Lin Zhang, Professor at the City University of Hong Kong School of Energy and Environment, predicts that China renewable technology export market will expand markedly during the 15th Five Year Plan period, particularly to Belt and Road Initiative countries in Asia and Africa. Many of these nations are now importing Chinese solar technology and beginning to adopt electric vehicles, replicating aspects of China domestic transition. This creates a dual dynamic: declining fossil fuel imports alongside surging clean tech exports, positioning China to reshape global energy geopolitics by securing domestic supply chains while dominating manufacturing of transition technologies.

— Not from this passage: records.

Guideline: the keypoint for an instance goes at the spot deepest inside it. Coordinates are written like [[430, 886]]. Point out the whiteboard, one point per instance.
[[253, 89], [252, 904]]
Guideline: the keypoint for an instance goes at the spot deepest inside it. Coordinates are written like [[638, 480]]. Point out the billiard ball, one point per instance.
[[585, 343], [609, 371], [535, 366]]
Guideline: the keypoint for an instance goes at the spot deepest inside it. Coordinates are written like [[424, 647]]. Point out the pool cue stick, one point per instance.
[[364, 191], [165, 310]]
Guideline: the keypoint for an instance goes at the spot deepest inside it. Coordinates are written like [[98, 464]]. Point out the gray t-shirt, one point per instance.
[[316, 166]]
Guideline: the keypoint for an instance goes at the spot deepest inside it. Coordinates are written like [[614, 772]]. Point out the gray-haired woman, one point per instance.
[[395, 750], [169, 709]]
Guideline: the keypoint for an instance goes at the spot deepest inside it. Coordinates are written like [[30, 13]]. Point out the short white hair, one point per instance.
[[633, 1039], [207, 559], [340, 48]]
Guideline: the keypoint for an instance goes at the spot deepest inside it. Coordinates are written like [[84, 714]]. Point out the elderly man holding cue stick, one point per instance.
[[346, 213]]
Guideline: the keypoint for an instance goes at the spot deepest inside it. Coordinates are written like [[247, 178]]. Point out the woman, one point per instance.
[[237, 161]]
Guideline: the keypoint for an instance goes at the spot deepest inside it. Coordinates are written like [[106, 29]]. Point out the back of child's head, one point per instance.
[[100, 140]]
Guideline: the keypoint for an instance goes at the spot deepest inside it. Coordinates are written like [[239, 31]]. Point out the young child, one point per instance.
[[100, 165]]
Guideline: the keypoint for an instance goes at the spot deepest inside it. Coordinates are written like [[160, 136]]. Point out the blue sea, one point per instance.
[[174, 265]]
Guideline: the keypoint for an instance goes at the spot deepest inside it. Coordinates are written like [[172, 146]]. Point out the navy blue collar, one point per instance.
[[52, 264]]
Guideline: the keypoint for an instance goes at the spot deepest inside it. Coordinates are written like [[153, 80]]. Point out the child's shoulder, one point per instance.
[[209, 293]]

As Chim Lee, senior analyst at the Economist Intelligence Unit, observes, intense domestic competition is prompting Chinese companies to seek opportunities abroad, while tensions with markets such as the US and the EU mean that China is increasingly targeting less developed markets with its green exports and investments. Chinese renewable project financing will increase gradually as the country companies and financiers balance political pressure to increase green finance with risk management.
The Bottom Line
- China 15th Five Year Plan (2026-2030) prioritizes energy security alongside climate targets, marking a strategic shift toward self reliance and economic resilience.
- Eastern coastal regions must cover 70 percent of new energy demand growth through local supply, reducing dependence on long distance transmission from western regions.
- State Grid Corporation will invest 4 trillion yuan in grid upgrades to accommodate renewable energy integration and surging power demand from AI data centers.
- Non fossil energy consumption is targeted to reach 25 percent by 2030, with carbon emissions peaking before 2030 and declining 7 to 10 percent by 2035.
- Clean energy industries drove over 90 percent of investment growth in 2025, with solar, wind, electric vehicles, and batteries now comprising 10 percent of national GDP.
- Fossil fuel imports are expected to peak before 2030 as electrification accelerates, reshaping global energy trade flows and supplier relationships.